Witt indictment spotlights how basic hacking schemes can dupe savvy targets
WASHINGTON — Even trained intelligence officers can be conned by basic hacking campaigns designed to win their trust.
To some, that’s the lesson from a sweeping indictment unsealed last week against four Iranian hackers — and a former U.S. Air Force intelligence specialist who allegedly defected to Iran for ideological reasons and helped the hackers seek information about a highly classified intelligence program.
The Air Force specialist, Monica Elfriede Witt, told senior Iranian officials about the classified program and described some former colleagues still working on it, according to the indictment.
Once they had that information, what the four hackers did was simple.
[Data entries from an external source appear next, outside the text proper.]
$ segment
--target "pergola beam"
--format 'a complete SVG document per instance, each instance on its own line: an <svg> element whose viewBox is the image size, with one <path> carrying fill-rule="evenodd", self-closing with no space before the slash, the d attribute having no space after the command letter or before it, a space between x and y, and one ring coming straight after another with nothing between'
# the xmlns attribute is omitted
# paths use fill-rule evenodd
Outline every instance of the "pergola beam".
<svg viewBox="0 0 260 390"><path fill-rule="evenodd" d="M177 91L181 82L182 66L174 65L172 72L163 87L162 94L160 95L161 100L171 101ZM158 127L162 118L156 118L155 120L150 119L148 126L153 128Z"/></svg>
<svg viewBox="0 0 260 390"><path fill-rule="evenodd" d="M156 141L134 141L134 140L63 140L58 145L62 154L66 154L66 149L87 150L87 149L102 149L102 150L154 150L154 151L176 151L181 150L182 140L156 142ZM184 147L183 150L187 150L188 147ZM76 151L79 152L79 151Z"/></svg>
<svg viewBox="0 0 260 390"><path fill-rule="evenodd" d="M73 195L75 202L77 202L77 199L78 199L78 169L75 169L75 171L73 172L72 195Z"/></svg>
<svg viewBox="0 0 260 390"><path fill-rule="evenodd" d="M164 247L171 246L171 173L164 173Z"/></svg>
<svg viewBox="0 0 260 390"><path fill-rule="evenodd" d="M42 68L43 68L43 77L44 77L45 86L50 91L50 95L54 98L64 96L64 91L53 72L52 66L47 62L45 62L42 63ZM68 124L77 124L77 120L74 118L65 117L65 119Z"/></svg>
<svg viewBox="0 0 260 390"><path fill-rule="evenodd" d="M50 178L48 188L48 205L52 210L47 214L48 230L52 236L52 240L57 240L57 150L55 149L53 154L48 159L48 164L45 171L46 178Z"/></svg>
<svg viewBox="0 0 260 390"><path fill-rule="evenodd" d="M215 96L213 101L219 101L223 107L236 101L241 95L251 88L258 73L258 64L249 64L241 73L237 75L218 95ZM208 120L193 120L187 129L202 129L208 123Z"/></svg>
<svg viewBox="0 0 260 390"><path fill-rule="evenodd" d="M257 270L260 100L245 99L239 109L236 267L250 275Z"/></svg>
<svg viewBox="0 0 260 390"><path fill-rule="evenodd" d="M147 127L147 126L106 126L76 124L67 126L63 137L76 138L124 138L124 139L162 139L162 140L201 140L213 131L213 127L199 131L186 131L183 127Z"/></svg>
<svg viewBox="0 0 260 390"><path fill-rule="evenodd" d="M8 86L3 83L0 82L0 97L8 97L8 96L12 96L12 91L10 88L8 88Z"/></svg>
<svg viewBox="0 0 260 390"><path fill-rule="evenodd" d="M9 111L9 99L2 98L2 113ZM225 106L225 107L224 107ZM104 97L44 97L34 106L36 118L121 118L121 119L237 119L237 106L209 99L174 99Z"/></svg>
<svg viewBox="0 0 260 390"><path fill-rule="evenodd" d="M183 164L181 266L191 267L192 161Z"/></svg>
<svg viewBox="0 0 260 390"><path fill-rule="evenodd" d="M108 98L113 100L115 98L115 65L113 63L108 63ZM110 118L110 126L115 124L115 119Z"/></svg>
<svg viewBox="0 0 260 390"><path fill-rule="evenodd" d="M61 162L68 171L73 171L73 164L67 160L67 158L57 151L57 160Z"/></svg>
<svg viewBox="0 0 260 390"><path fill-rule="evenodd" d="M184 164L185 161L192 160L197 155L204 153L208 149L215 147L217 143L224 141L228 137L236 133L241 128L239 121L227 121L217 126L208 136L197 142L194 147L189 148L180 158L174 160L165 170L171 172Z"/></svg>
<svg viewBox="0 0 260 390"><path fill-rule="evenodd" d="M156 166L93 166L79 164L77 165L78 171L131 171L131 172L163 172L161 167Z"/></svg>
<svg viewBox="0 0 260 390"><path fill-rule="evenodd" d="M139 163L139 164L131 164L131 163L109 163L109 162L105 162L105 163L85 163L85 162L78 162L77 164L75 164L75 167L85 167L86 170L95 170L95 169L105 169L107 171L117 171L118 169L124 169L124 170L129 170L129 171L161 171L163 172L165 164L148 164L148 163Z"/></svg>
They created fake online personas — including one that mimicked one of Ms. Witt’s former intelligence community colleagues — to gain other intel officials’ trust.
They sent links that were highly personal and convincing — waiting for a chance to deliver malware that could seize their information, capture their keystrokes and spy from their webcams.
The hackers became “friends” on Facebook with at least four U.S. intelligence agents based in the U.S. and Afghanistan, some of whom were accessing Facebook on Defense Department computers. The hackers also joined a Facebook group heavily populated with agents, though it’s not clear whether they compromised the agents’ computers or mobile devices.
While it may seem simple, the scheme reads like a textbook Iranian hacking operation — and Tehran is quite good at these targeted phishing tactics, said Jeff Bardin, a former Air Force cryptologic linguist who studies Iranian hacking operations.
“Spearphishing and social engineering are their core competencies,” said Mr. Bardin, who’s now chief intelligence officer at the cybersecurity firm Treadstone 71.
“They just continue to improve at it. If people would learn to stop clicking on [suspicious] links, it would make it a lot more difficult for them.”
Ms. Witt and all four of the hackers remain at large and probably are in Iran.